Он улыбнулся ей, и она заметила, что у него были белые, ровные зубы.
— Прекрасная идея, — согласился он. — Но только вся штука заключается в том, что даже когда мы высказываем все, что нужно, очень часто все же не удается разрешить проблему.
Она улыбнулась, но улыбка получилась очень холодной.
— Вы пугающе умны, мистер Кэллаген, — произнесла она. — Я слышала об этом. Видимо, мне следует опасаться вас или что-то в этом роде…
— Не знаю, — ответил Кэллаген и сел.
Бармен принес бренди и кофе. Кэллаген предложил ей сигарету и, когда она отказалась, закурил сам, глубоко вдыхая дым и медленно выпуская его через ноздри.
— Итак? — спросил он.
На его лице была дружелюбная усмешка. Она посмотрела в сторону окна и произнесла:
— Мне бы все же хотелось закурить.
Протягивая ей сигарету и поднося зажигалку, он подумал, что в мисс Одри Вендейн действительно что-то такое было, как бы сказал Николлз, даже если ей сейчас несколько затруднительно начать разговор.
Она молча курила, а затем очень быстро произнесла.
— Мистер Кэллаген, мне не хотелось бы, чтобы вы занимались этим делом для моего отца. Я не думаю, что это необходимо.
— Понятно, — произнес Кэллаген. — Я полагаю, у вас есть веские доводы в пользу того, чтобы я не участвовал в этом деле?
— Самые веские — ответила она, холодно глядя на него. — Дело передано полиции. Думаю, этого вполне достаточно и не вижу причин для привлечения частных детективов.
Кэллаген ничего не ответил. Он молча сидел, отхлебывая кофе.
— Конечно, — продолжала она, если вы выйдете из дела сейчас… если вы не возьметесь за него, хотя вы его еще и не начинали, я думаю, вы должны получить какую-то компенсацию.

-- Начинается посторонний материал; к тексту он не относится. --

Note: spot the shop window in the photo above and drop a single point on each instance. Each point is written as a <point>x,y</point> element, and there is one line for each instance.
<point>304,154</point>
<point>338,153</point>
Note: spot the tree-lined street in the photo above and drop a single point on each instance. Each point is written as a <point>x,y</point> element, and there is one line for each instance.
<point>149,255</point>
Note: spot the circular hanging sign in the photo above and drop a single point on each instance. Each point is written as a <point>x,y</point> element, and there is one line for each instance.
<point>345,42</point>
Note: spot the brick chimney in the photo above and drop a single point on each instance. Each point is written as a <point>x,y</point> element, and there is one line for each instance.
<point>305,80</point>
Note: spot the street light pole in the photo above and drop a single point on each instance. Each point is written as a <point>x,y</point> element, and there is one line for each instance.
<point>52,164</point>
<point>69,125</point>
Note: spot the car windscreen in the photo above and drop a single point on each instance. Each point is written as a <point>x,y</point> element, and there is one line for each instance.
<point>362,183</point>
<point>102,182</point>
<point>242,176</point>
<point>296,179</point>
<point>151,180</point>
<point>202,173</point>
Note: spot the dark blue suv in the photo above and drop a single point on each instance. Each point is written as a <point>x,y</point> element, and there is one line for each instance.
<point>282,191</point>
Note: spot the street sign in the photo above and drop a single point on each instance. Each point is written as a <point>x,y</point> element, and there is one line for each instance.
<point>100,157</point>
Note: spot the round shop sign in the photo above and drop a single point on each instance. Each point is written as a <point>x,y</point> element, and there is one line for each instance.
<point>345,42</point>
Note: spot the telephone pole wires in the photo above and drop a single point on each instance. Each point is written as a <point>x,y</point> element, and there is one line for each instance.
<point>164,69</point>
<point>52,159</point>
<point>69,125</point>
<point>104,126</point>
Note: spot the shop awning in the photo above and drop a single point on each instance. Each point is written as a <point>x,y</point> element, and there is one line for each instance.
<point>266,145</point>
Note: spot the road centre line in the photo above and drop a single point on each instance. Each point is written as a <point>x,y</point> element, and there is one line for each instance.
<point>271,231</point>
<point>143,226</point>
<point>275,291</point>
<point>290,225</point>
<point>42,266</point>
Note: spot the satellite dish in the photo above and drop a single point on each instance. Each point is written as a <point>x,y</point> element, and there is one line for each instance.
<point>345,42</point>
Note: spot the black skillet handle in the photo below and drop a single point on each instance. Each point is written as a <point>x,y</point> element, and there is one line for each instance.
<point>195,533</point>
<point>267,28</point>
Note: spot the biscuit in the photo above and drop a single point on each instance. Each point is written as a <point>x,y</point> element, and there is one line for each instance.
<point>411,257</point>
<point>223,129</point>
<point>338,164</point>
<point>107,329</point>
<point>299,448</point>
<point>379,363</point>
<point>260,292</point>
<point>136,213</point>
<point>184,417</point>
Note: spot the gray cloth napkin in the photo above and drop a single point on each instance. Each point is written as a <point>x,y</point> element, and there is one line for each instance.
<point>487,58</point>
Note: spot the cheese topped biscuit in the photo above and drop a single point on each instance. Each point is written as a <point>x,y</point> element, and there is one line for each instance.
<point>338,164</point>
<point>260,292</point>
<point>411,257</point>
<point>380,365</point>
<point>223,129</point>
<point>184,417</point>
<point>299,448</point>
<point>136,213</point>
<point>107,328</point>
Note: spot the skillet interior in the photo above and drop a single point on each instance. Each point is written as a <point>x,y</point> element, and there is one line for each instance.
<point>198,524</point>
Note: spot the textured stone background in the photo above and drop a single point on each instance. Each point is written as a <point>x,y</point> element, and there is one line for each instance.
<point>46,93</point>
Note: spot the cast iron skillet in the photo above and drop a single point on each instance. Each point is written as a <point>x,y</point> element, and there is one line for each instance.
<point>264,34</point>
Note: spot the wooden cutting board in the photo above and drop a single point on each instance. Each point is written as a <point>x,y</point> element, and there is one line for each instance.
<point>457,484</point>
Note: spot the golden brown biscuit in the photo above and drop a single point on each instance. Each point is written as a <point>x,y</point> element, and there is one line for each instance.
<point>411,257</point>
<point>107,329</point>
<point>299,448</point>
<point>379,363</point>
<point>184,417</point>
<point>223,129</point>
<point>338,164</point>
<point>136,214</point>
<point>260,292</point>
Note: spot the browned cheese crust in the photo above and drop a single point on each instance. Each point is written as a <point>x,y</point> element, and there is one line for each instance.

Кэллаген стряхнул пепел и стал смотреть на тлеющий кончик сигареты. На его губах появилась чуть заметная улыбка. — Он чувствовал ее нетерпение.
Затем он произнес:
— По-моему, это очень мило с вашей стороны. Очень честно. Но беда в том, что я уже встречался с мистером Лейном, юристом вашего отца, и практически дал согласие на участие в этом деле.
Он посмотрел на нее. Ее взгляд был направлен в сторону окна. Кэллаген подумал, что даже если у мисс Одри Вендейн действительно нет какого-то особого темперамента, как утверждал Лейн, все же она наделена чем-то в этом роде, и в немалой степени. Во всяком случае, Кэллаген был невысокого мнения о способностях юристов определять человеческий характер.
Она опять взглянула на него и сказала как бы невзначай:
— Может быть, это и так, но я не вижу причин, мешающих вам принять компенсацию за отказ от этого дела. А вы видите?